May 31, 2017 at 1:00 pm - 2:00 pm EDT
To achieve nutrition for all, food and nutrition professionals need an understanding of ecological sustainability issues such as biodiversity, soil health, loss of farmland, climate change, and pollution and how these impact what, where, when, and how we grow food, and achieve nutrition security. This dynamic conversation examines, “What is dietary guidance for ecological sustainability?” and “Why is it important for nutrition professionals?” Using the attention sustainability received during the 2015-2020 Dietary Guidelines for Americans as a launching point, this session explores how ecological sustainable issues can be incorporated into nutrition education, and local, state and Federal nutrition policy.
- Recognize the importance of ecological sustainability and healthy eating patterns and the role of ecological sustainability in national dietary guidance
- Describe how we can learn from the attempt to integrate ecological sustainability in the 2015-2020 Dietary Guidelines for Americans
- Identify actions that food and nutrition professionals can take to incorporate ecological sustainability into their practice and how to support sustainability in local, state and Federal nutrition policies
Angela Tagtow is a Senior Fellow and Endowed Chair in Agricultural Systems, Minnesota Institute for Sustainable Agriculture. Appointed in 2014, she served as the Executive Director for the USDA Center for Nutrition Policy and Promotion until January 2017. During this time, she co-led the development and launch of the 2015-2020 Dietary Guidelines for Americans with the US Department of Health and Human Services. Angie is the founder and former managing editor of the Journal of Hunger and Environmental Nutrition. She is a registered dietitian with more than 25 years of experience in food and nutrition policy, public health nutrition, surveillance systems, research, professional and consumer communication, social marketing, training and education. As a nutrition professional, public health practitioner, and entrepreneur, Angie’s career has focused on policy, communication, and education initiatives that link the health of natural resources, to the health of the food system, to the health of populations. She is a former chair of the Hunger and Environmental Nutrition Dietetic Practice Group and a member of the Society of Nutrition Education and Behavior and the Academy of Nutrition and Dietetics.
Miriam Nelson is currently the Director of the Sustainability Institute at the University of New Hampshire. Most recently, Dr. Nelson served as Associate Dean of Tufts University’s Tisch College of Citizenship and Public Service and Professor at the Friedman School of Nutrition Science and Policy. At the Friedman School, she was the founding director of the John Hancock Research Center on Physical Activity, Nutrition, and Obesity Prevention and co-founder of ChildObesity180. As an international leader in research on nutrition, physical activity, and public health, Dr. Nelson has published extensive scholarly work on food policy, exercise, and civic engagement. Based on her innovative research, Dr. Nelson has written ten books, including Strong Women Stay Young and four other New York Times bestsellers. Together, these books have sold over a million copies in 14 languages. Dr. Nelson has contributed broadly to public policy initiatives. In 2008 she served as the vice-chair of the Physical Activity Guidelines Advisory Committee for the U.S. Department of Health and Human Services. She also served on the 2010 and 2015 respective Dietary Guidelines Advisory Committees (DGAC) for the U.S. Department of Health and Human Services and U.S. Department of Agriculture. Within the 2015 DGAC, Dr. Nelson spearheaded the influential work on dietary guidance and sustainability.
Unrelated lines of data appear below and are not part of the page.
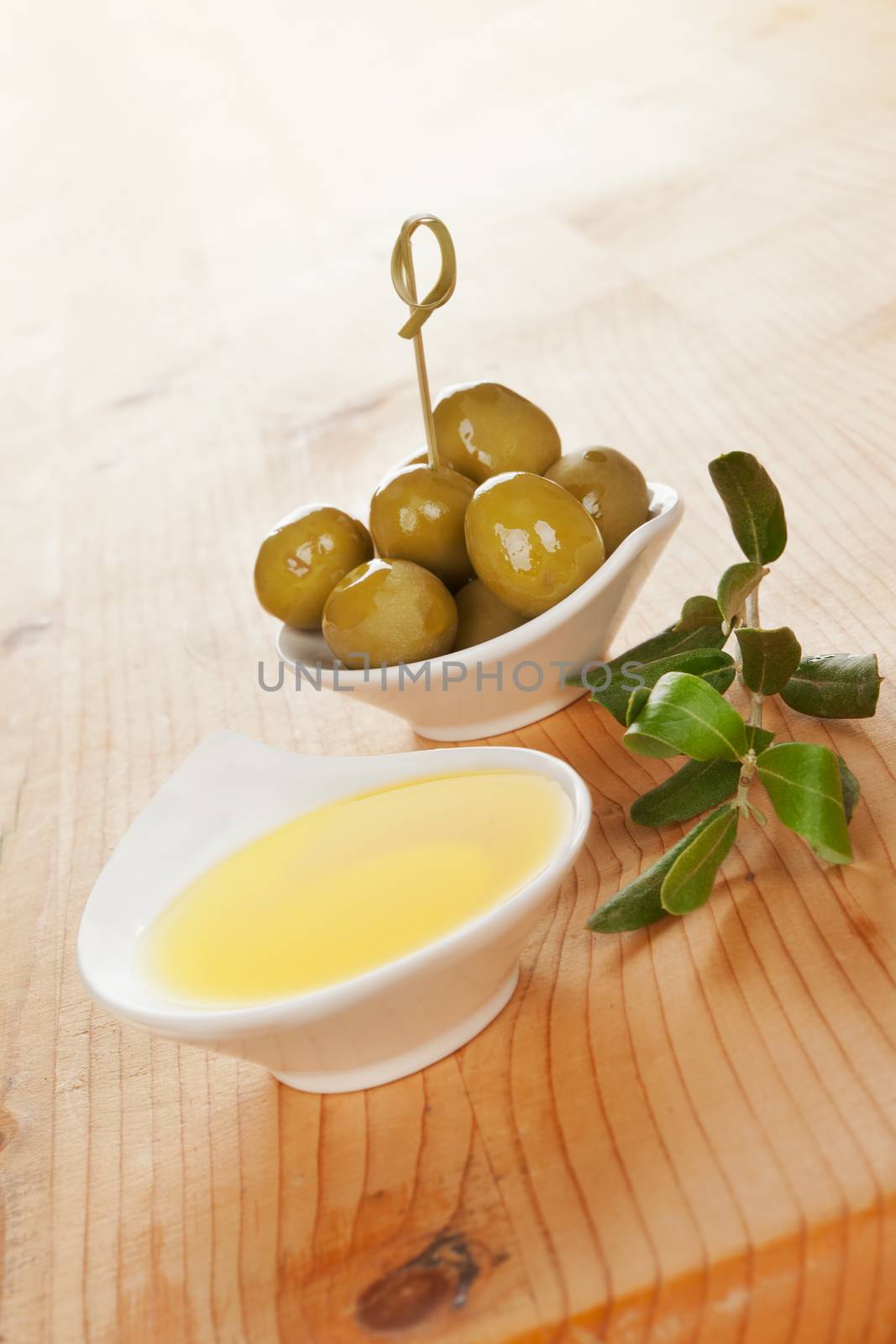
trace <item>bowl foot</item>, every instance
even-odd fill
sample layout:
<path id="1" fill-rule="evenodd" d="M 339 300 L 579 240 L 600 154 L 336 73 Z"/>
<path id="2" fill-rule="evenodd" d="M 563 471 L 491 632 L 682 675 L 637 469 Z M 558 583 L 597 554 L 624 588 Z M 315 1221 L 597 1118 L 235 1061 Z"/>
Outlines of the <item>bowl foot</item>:
<path id="1" fill-rule="evenodd" d="M 418 1070 L 426 1068 L 427 1064 L 434 1064 L 437 1059 L 445 1059 L 446 1055 L 465 1046 L 467 1040 L 478 1036 L 508 1003 L 516 989 L 519 976 L 520 968 L 516 965 L 513 973 L 504 981 L 497 993 L 486 999 L 476 1012 L 472 1012 L 462 1021 L 458 1021 L 449 1031 L 443 1031 L 433 1040 L 427 1040 L 424 1044 L 408 1050 L 402 1055 L 392 1055 L 390 1059 L 377 1059 L 371 1064 L 361 1064 L 357 1068 L 317 1074 L 275 1073 L 274 1078 L 285 1083 L 286 1087 L 310 1093 L 360 1091 L 364 1087 L 379 1087 L 382 1083 L 395 1082 L 396 1078 L 407 1078 L 408 1074 L 415 1074 Z"/>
Pam Koch works at the intersection of sustainable food systems and nutrition education. She has written, evaluated, and conducted professional development for several curricula including: the Linking Food and the Environment (LiFE), Food Day School Curriculum and In Defense of Food Curriculum. Pam was part of the team who developed the Garden Resource Education and Environment Nexus (GREEN) Tool to create school gardens that are well-integrated into the curriculum and culture. She has led several evaluations including Edible Schoolyard NYC, FoodCorps, Wellness in the Schools, and New York City Food & Fitness Partnership. Pam is also part of the Environmental and Sustainable Education working group at Teachers College.
This webinar is provided in partnership with the Hunger and Environmental Nutrition Practice Group of the Academy of Nutrition and Dietetics.
Attendees will earn 1 CPE from the Commission on Dietetic Registration.
Cost: This webinar is free to all attendees.